I sincerely hope that those who attacked me or failed to speak up, not so much for me personally, but for freedom of socio-political expression, suffer stinging blows; and well-deserved.
Unfortunately, many barristers have plenty of capital on which to draw, but many do not. I hope that those who opposed me and especially those who tried to kick me when I was down (via Twitter etc) will take a hit. They will anyway, eventually, one way or another, but now (in the pocket) would be a good start.
A tiny glimmer of commonsense (but not much)
“Driving to the countryside and walking – where more time is spent doing the latter than the former – is among a list of reasonable excuses for Britons leaving their home during the coronavirus lockdown, according to advice issued to police.” [The Guardian]

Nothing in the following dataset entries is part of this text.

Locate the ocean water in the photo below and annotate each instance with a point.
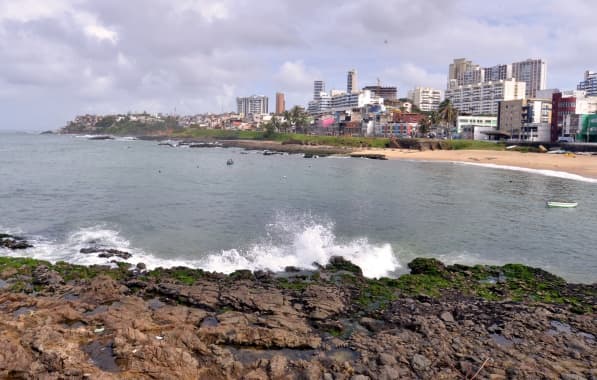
(183, 206)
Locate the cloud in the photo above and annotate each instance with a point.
(64, 57)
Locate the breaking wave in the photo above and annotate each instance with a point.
(298, 242)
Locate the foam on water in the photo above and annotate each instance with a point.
(299, 242)
(545, 172)
(315, 243)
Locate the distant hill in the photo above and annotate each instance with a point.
(121, 125)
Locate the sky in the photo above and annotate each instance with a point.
(61, 58)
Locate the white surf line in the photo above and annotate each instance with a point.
(544, 172)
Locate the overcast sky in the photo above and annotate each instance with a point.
(60, 58)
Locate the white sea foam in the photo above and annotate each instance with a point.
(545, 172)
(300, 243)
(312, 243)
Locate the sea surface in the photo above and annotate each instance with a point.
(184, 206)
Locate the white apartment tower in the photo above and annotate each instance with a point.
(457, 70)
(252, 105)
(589, 84)
(318, 88)
(426, 98)
(351, 82)
(533, 72)
(483, 98)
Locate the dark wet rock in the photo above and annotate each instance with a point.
(13, 242)
(331, 324)
(339, 263)
(446, 316)
(426, 266)
(107, 252)
(42, 275)
(420, 362)
(102, 355)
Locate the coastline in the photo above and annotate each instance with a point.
(436, 322)
(581, 165)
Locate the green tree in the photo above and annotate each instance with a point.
(448, 115)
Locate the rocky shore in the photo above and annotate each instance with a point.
(438, 322)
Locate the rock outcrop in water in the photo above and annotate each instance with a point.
(13, 242)
(510, 322)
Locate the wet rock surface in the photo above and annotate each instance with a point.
(13, 242)
(444, 322)
(107, 252)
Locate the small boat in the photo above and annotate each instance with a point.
(561, 204)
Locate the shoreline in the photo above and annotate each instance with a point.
(581, 165)
(453, 321)
(584, 166)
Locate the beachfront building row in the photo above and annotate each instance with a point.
(570, 112)
(589, 84)
(425, 98)
(526, 119)
(476, 127)
(483, 98)
(463, 72)
(252, 105)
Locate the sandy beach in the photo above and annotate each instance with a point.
(585, 166)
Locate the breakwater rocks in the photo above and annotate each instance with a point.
(510, 322)
(13, 242)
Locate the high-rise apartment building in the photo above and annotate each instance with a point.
(351, 82)
(252, 105)
(280, 103)
(457, 70)
(533, 72)
(427, 99)
(497, 72)
(483, 98)
(589, 84)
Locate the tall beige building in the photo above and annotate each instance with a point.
(426, 98)
(280, 103)
(483, 98)
(351, 82)
(533, 72)
(461, 71)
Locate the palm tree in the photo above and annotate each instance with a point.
(448, 114)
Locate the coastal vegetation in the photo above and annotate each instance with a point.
(428, 277)
(73, 321)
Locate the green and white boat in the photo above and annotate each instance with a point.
(561, 204)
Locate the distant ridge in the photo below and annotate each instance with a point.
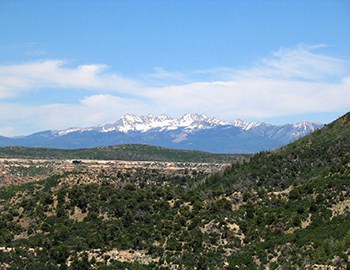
(127, 152)
(190, 132)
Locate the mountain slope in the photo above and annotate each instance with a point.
(190, 132)
(286, 209)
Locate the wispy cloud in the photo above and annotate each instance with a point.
(289, 82)
(55, 74)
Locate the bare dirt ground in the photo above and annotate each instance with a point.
(20, 171)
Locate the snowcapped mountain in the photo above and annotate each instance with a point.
(191, 131)
(131, 122)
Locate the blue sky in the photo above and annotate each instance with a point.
(85, 63)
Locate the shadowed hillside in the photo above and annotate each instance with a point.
(287, 209)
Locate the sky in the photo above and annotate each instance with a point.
(86, 63)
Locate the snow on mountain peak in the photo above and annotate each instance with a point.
(246, 125)
(188, 123)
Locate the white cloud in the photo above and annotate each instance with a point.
(290, 82)
(15, 79)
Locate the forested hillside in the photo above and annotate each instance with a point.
(285, 209)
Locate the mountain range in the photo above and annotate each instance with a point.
(191, 132)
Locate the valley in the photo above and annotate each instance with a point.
(282, 209)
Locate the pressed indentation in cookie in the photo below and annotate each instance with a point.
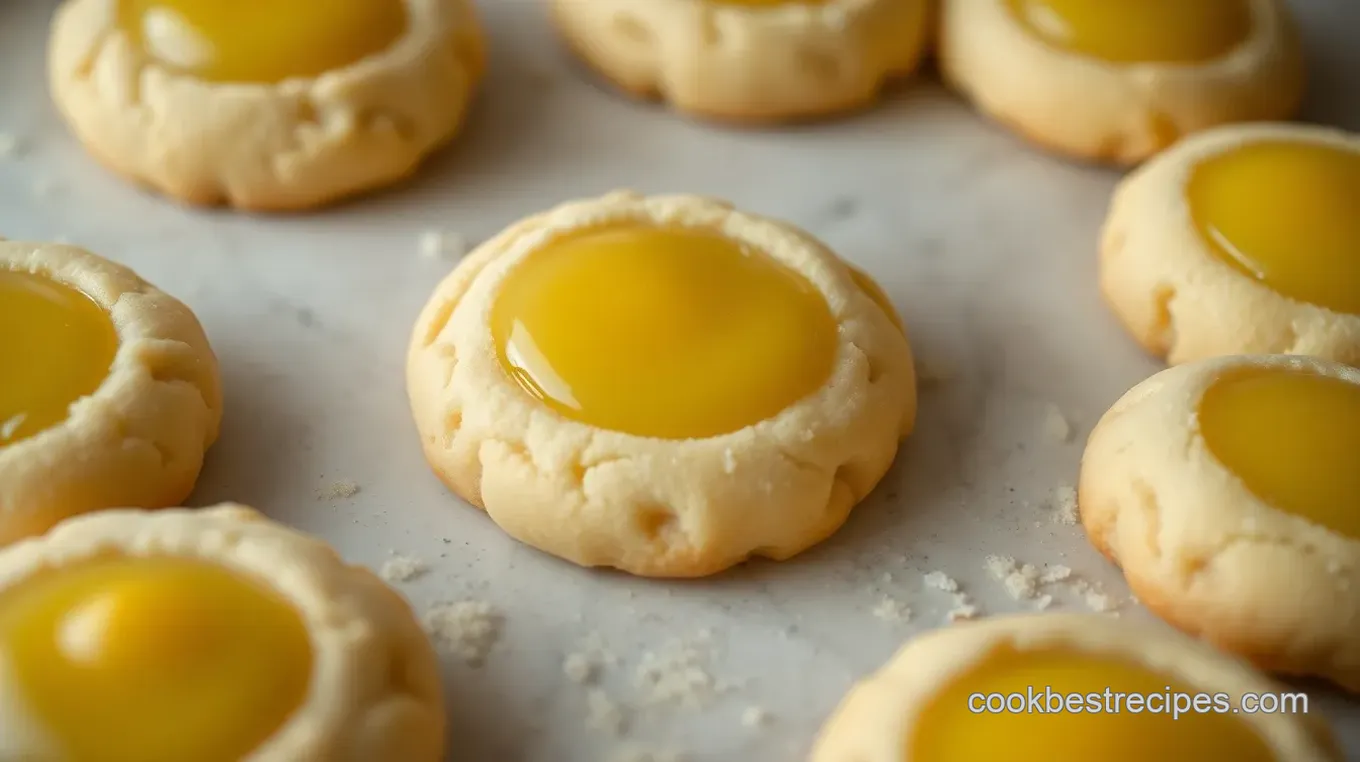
(633, 29)
(1283, 212)
(845, 476)
(709, 33)
(57, 346)
(154, 659)
(667, 332)
(1163, 329)
(1292, 438)
(657, 523)
(1171, 31)
(260, 42)
(947, 730)
(585, 471)
(1147, 501)
(452, 425)
(448, 354)
(438, 323)
(385, 121)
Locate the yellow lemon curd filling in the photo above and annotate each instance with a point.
(1168, 31)
(261, 41)
(948, 731)
(1292, 437)
(153, 659)
(770, 3)
(56, 346)
(1284, 212)
(663, 332)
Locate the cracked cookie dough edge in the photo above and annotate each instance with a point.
(657, 506)
(877, 716)
(1107, 112)
(1204, 553)
(1177, 297)
(142, 436)
(374, 690)
(290, 146)
(748, 64)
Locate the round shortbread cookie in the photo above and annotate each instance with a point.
(679, 502)
(937, 698)
(138, 432)
(1189, 291)
(1115, 110)
(293, 143)
(748, 61)
(1217, 540)
(371, 689)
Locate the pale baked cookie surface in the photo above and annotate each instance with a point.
(207, 634)
(264, 106)
(1242, 240)
(109, 391)
(779, 408)
(748, 60)
(930, 702)
(1226, 490)
(1119, 80)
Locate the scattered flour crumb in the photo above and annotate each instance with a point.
(963, 608)
(891, 610)
(941, 581)
(403, 569)
(339, 490)
(1020, 580)
(442, 245)
(12, 425)
(1092, 595)
(1056, 574)
(603, 713)
(679, 675)
(755, 717)
(1065, 505)
(1056, 425)
(467, 629)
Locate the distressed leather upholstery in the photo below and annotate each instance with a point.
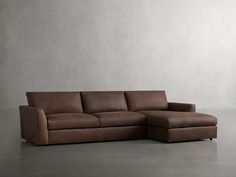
(72, 117)
(120, 118)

…yet still no sign that the “authorities” or the police or public understand that, in terms of commonsense, there is nothing wrong in driving around just to get some change of air (with window down, for example). It neither exposes anyone to the virus, nor spreads it (because the virus is only able to move in air, briefly, in droplets of water, as when someone sneezes).
Prison Island UK
So the Government of this country, unlike all others in Europe, at least so far, is suggesting that 10% or 20% of the population is going to have to remain under house arrest for months, maybe years, until a vaccine is found or…when? Until the next Chinese virus is upon us? First thought: tell the Chinese to stop eating bats, rats, pangolins, birds’ nests and all the other disgraceful stuff they eat.
It is not acceptable for a British government to place a substantial minority or indeed majority of the population under house arrest. The only reason that the UK is in a bad position vis a vis this virus is because the Conservative Party governments have been for years cutting to the bone the NHS, care homes, social care in the community, and other relevant areas.

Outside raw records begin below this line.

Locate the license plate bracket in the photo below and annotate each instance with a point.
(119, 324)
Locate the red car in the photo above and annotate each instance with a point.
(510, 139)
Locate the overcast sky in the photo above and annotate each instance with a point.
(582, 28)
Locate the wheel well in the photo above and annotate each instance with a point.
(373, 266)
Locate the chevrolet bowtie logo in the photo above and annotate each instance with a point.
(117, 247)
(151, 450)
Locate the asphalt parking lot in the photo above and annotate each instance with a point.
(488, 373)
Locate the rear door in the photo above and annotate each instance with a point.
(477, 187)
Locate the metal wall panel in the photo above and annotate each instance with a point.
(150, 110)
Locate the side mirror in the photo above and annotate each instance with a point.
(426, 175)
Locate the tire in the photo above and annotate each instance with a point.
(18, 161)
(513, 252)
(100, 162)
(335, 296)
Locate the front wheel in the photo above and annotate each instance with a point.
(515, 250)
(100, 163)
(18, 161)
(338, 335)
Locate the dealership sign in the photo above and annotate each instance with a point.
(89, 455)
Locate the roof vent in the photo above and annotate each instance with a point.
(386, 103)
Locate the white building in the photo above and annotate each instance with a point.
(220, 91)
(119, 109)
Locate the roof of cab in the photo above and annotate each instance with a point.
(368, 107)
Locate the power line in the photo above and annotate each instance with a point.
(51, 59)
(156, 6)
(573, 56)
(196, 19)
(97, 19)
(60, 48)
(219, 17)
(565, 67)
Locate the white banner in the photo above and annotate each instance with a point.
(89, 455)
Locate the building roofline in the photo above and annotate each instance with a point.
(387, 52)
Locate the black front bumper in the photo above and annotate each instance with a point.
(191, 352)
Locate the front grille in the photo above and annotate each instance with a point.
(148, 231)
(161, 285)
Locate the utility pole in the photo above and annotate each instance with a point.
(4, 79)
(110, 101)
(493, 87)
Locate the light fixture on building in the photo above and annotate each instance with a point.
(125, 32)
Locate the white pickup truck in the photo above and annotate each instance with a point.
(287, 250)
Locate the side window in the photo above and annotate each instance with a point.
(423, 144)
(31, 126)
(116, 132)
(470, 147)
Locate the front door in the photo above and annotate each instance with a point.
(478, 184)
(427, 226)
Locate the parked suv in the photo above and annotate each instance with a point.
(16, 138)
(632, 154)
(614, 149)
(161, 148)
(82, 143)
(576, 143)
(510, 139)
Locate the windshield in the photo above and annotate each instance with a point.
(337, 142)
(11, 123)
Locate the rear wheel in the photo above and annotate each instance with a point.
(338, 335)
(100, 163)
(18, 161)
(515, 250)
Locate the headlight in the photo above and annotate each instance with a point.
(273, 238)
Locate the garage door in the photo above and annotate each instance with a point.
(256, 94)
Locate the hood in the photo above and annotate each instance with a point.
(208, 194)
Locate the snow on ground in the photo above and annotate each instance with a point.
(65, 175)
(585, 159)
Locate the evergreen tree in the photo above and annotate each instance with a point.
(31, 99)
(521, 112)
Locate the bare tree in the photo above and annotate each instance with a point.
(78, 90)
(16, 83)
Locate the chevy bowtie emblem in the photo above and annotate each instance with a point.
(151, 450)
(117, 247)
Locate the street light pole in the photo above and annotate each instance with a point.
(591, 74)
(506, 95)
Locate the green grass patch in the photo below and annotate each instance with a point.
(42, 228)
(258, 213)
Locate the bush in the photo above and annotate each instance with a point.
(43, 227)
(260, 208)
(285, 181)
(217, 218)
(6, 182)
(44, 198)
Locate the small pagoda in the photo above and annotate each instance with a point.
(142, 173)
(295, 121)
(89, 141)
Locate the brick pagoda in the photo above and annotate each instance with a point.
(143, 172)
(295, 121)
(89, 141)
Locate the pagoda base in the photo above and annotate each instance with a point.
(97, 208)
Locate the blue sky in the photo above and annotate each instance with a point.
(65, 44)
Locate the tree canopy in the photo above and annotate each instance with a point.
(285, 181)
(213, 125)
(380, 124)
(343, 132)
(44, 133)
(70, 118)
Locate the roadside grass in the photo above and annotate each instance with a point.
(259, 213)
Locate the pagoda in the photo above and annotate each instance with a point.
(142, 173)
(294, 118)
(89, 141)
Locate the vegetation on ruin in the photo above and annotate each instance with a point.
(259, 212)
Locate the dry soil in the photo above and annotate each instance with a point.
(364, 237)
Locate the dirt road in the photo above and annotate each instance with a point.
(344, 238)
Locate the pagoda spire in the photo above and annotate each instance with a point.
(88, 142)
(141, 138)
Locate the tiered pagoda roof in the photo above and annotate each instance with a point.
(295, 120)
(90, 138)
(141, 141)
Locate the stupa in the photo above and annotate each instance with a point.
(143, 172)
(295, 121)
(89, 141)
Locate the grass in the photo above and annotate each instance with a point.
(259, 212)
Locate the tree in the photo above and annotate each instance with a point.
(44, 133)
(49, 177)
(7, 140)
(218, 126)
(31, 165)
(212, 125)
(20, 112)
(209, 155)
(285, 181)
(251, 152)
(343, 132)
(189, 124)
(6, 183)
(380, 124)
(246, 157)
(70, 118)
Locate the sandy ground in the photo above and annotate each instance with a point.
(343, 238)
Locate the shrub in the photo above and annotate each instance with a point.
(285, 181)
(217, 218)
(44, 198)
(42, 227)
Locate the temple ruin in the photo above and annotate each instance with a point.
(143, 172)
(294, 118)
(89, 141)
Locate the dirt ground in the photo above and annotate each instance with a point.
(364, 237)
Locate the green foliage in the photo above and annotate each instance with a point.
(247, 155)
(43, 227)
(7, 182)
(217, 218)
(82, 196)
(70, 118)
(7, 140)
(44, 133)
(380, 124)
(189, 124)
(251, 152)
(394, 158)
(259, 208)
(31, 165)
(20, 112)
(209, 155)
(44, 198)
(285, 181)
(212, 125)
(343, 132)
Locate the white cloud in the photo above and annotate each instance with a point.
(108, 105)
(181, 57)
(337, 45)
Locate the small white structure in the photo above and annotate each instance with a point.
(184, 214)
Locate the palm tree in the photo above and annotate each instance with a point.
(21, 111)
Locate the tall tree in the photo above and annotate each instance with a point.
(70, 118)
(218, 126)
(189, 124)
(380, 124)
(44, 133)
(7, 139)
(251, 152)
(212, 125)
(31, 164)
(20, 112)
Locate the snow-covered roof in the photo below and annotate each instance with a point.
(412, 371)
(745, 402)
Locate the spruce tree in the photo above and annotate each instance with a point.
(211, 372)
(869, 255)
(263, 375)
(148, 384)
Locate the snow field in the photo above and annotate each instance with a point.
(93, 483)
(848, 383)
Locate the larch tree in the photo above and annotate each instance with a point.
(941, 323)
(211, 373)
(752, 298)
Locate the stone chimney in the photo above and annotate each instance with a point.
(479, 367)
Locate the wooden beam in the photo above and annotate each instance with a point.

Do we see in Germany, France, Scandinavia etc this panic about shortages of equipment, of staff, of beds, of hospitals? No. Do we see in those other countries officially-approved “clapothons” to “celebrate” the health service? No. Do we see individuals having to (or deciding to) collect funds for the health service via crowdfunding, because that service is underfunded? No.
Well, I drove out on a couple of connected errands, both (I regret) within the new toytown police-state “rules”; two errands, one drive, as the Chinese might put it. My first afternoon drive for weeks.

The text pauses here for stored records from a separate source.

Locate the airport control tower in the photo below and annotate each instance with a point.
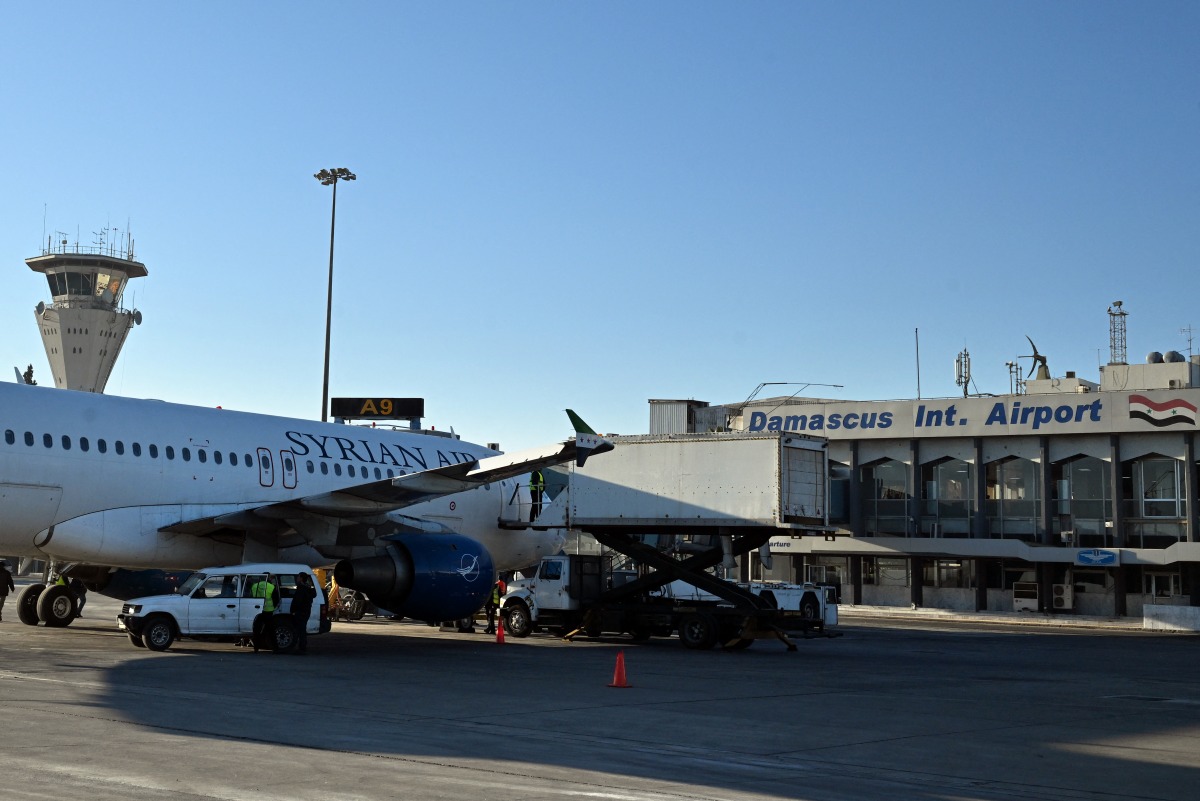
(84, 326)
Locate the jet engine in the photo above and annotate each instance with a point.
(430, 577)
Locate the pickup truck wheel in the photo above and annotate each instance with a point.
(697, 631)
(285, 639)
(55, 607)
(159, 633)
(27, 603)
(516, 619)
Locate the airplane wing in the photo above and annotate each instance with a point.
(390, 494)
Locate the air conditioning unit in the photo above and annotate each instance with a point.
(1063, 596)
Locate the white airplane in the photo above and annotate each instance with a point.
(419, 522)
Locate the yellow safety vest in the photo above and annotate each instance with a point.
(264, 590)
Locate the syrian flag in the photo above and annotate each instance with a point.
(1171, 413)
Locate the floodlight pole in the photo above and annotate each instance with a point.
(328, 178)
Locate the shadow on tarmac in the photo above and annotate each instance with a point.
(883, 710)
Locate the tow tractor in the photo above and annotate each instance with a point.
(581, 592)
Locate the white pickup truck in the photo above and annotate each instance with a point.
(215, 604)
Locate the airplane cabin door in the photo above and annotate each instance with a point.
(288, 459)
(265, 468)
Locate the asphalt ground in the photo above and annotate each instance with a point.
(901, 706)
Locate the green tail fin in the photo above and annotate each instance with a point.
(580, 426)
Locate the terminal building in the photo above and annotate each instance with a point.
(1072, 497)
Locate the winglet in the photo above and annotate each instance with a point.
(580, 426)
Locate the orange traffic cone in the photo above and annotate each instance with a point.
(618, 675)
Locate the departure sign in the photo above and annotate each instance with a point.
(377, 408)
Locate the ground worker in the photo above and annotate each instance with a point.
(263, 630)
(537, 487)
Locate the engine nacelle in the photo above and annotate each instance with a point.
(425, 576)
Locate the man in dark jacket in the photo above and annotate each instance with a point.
(6, 585)
(301, 608)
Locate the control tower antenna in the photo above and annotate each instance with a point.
(963, 371)
(1116, 333)
(84, 325)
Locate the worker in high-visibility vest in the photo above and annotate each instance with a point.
(537, 487)
(263, 628)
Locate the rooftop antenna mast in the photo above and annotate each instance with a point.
(1117, 333)
(963, 371)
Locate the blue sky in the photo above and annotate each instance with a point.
(592, 204)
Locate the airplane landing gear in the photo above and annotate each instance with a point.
(52, 604)
(57, 607)
(27, 603)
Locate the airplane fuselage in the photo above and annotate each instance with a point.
(145, 483)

My impressions: more cars than when the “lockdown” was first imposed, though fewer than when the UK lived what was then called “normal” life. No obvious police presence, though I hear through local sources that the police have been quite active in the wider local area in the (presumably) late evenings, i.e. after the supermarkets and convenience stores shut (mostly 2000 hrs). They have apparently been stopping cars, checking people out etc.
The little village shop a couple of miles away is now operating a “1 out 1 in” system, with only 2-3 people in toto allowed in at any time. I was able to buy some artisan trout pate and trout pate with horseradish, and a couple of bunches of local asparagus, as well as a few Lotto tickets.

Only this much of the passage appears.